The aim was clear: to share a common vision of contemporary cuisine deeply rooted in place, built on a direct connection with producers, the appreciation of local ingredients, and menus that evolve with the rhythm of the seasons.
The word gazebo, of English origin, refers to a small structure with pillars and a roof, usually placed in gardens or parks, designed as a refuge for resting or contemplating the landscape. Place to Rest – Gazebo was in fact how the family of Adrianne Zino, partner of chef Filipe Janeiro, used to refer to their own home, which today operates as a restaurant.
Located behind a discreet entrance on Rua dos Ilhéus, Gazebo retains this spirit of retreat. Between the house and the garden that invites visitors to pause, the space reveals an intimate and welcoming atmosphere, where contemporary cuisine is expressed naturally, always anchored in seasonal produce and close relationships with local suppliers.
The restaurant hosted a gastronomic encounter that brought two archipelagos closer together. Under the theme “an experience between islands”, Filipe Janeiro invited chefs Franco Pinilla and Rafael Ávila Melo, from Bioma, to create a six-hands menu celebrating the connection between Madeira and the Azores.
The relationship between the two projects began some time ago. Filipe Janeiro first came across the work of Bioma through a mutual contact while taking part in the programme Art of Tasting Portugal for CNN. From that moment on, he followed the journey of the Azorean restaurant and the idea of bringing the two cuisines together gradually emerged. According to the chef himself, it was a way of “exchanging energies” between islands.
At the table, this affinity took shape in a six-course journey that brought together sea and land, Madeira and the Azores. Among the dishes presented by Gazebo, the spirulina coscurão with charuteiro, lime zest and trout roe stood out. From the Bioma side, smoked lirio served with erva-patinha, araçá vinaigrette and pickled onions delivered flavours deeply connected to the Atlantic.

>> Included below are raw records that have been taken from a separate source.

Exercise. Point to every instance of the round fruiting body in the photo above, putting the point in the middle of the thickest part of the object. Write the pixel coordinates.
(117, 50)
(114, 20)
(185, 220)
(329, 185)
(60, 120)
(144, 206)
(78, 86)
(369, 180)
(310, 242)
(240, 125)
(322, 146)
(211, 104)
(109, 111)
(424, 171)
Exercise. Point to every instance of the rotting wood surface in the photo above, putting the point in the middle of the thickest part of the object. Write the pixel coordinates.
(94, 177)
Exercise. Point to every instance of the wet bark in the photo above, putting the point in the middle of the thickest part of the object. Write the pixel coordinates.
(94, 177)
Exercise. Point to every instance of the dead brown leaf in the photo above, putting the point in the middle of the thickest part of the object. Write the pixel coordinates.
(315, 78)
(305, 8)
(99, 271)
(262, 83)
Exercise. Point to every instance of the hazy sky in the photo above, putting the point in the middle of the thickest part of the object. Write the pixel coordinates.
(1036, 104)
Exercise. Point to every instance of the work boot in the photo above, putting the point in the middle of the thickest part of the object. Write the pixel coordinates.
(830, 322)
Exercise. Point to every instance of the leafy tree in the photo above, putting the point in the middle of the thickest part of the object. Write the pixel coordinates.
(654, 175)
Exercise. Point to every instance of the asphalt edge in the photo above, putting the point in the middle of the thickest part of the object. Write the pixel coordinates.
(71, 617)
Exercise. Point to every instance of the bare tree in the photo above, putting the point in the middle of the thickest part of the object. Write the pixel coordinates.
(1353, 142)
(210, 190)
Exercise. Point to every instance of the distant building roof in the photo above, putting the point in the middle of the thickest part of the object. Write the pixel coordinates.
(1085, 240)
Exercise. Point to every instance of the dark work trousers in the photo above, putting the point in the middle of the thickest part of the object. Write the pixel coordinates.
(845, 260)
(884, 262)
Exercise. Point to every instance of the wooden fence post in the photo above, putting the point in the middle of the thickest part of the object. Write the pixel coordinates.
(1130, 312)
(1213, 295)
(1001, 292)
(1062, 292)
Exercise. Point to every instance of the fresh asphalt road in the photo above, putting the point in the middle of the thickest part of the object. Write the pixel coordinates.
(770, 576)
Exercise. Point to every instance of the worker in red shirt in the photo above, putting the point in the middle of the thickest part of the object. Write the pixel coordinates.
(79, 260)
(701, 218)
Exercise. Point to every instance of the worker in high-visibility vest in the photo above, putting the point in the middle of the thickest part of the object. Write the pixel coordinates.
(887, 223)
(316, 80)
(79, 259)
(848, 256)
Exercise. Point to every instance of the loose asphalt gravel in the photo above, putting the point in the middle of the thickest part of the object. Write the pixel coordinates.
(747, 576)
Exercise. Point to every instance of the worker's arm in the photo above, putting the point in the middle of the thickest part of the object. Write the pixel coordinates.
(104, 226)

The gastronomic journey ended on a sweet note with pitanga, fresh ricotta and macadamia. It was an experience marked by a sense of crossing between archipelagos.
Recommended by the Michelin Guide in 2025, Gazebo has established itself as a space dedicated to intimate gastronomic experiences, where tasting menus follow the rhythm of the seasons. Bioma, led by Franco Pinilla and Rafael Ávila Melo, reflects an approach deeply connected to nature and sustainability, having received the National Tourism Award 2025 – Gastronomic Tourism Category.
By the end of the evening, the affinity between the chefs was clear. From the open kitchen there was a sense of camaraderie as they reinterpreted the authentic flavours of the Atlantic, in a harmony reflected in the dining room, where most of the guests were friends and acquaintances of chef Filipe Janeiro. The final touch came with a few fresh Suriname cherries from the restaurant’s garden, served to a guest who had never tasted the fruit before.